Content with what the bounteous gods have given,
Seek not alone to engross the gifts of heaven.
To some the powers of bloody war belong,
To some, sweet music, and the charm of song;
To few, and wondrous few, has Jove assigned
A wise, extensive, all-considering mind;
Their guardians these the nations round confess,
And towns and empires for their safety bless.
If Heaven have lodged this virtue in my breast,
Attend, O Hector, what I judge the best.
See, as thou movest, on dangers dangers spread,
And war's whole fury burns around thy head:
Behold! distressed within yon hostile wall,
How many Trojans yield, disperse, or fall!
What troops, outnumbered, scarce the war maintain!
And what brave heroes at the ships lie slain!
Here cease thy fury; and, the chiefs and kings
Convoked to council, weigh the sum of things.
Whether, the gods succeeding our desires,
To yon tall ships to bear the Trojan fires;
Or quit the fleet, and pass unhurt away,
Contented with the conquest of the day.
I fear, I fear, lest Greece, not yet undone,
Pay the large debt of last revolving sun.

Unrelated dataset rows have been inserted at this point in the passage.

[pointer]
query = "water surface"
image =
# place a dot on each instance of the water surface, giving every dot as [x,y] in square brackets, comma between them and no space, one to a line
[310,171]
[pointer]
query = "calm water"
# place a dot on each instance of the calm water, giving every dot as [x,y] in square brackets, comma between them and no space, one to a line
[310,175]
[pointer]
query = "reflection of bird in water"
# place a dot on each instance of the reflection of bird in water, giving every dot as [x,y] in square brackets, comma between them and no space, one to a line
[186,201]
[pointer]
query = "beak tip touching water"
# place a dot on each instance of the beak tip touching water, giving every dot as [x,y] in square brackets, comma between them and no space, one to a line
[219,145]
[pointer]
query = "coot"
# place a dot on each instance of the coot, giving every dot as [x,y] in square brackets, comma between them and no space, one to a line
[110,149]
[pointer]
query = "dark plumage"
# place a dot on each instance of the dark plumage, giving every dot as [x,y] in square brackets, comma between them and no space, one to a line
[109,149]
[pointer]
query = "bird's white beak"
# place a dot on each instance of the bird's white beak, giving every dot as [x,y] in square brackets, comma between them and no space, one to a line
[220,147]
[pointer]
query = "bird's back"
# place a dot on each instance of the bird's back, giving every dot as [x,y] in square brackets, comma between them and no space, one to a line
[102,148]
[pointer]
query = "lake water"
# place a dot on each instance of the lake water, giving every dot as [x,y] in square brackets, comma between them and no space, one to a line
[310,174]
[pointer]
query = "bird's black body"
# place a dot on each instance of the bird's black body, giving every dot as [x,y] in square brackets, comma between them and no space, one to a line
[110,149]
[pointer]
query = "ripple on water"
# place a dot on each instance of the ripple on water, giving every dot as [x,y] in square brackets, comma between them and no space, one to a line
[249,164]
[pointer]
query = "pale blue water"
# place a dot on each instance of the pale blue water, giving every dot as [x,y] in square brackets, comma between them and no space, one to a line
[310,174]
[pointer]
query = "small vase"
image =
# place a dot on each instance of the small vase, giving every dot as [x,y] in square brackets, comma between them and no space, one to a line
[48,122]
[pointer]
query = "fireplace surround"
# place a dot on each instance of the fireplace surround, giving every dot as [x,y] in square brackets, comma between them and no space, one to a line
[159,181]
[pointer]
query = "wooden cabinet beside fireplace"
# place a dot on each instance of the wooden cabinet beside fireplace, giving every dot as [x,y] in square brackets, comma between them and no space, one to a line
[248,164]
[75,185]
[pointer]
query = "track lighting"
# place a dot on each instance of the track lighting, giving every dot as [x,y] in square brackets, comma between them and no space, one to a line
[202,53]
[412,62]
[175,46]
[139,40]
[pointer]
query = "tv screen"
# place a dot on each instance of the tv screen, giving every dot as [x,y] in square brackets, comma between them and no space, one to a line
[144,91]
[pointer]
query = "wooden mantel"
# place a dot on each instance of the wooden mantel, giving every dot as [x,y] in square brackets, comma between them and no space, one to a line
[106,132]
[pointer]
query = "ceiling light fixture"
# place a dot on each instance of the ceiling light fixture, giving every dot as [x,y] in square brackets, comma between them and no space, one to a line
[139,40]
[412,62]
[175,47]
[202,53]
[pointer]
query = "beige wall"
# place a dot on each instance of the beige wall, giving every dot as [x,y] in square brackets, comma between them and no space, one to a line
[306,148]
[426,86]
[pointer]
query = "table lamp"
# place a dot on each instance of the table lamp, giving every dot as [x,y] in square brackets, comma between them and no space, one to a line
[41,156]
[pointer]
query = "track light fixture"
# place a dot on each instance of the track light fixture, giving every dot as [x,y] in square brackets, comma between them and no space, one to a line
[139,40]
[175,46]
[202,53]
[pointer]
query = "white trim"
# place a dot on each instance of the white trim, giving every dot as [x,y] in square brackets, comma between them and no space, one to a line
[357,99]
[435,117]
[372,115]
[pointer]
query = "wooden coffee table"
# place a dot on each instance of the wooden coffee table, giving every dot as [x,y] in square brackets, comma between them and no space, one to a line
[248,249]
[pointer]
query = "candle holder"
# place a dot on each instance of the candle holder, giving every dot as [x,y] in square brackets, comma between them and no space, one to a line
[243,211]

Achilles, great Achilles, yet remains
On yonder decks, and yet o'erlooks the plains!"
The counsel pleased; and Hector, with a bound,
Leaped from his chariot on the trembling ground;
Swift as he leaped, his clanging arms resound.
"To guard this post," he cried, "thy art employ,
And here detain the scattered youth of Troy;
Where yonder heroes faint, I bend my way,
And hasten back to end the doubtful day."
This said, the towering chief prepares to go,
Shakes his white plumes that to the breezes flow,
And seems a moving mountain topped with snow.
Through all his host, inspiring force, he flies,
And bids anew the martial thunder rise.
To Panthus' son, at Hector's high command,
Haste the bold leaders of the Trojan band:
But round the battlements, and round the plain,
For many a chief he looked, but looked in vain;
Deïphobus, nor Helenus the seer,
Nor Asius' son, nor Asius' self appear.
For these were pierced with many a ghastly wound,
Some cold in death, some groaning on the ground;
Some low in dust, a mournful object, lay,
High on the wall some breathed their souls away.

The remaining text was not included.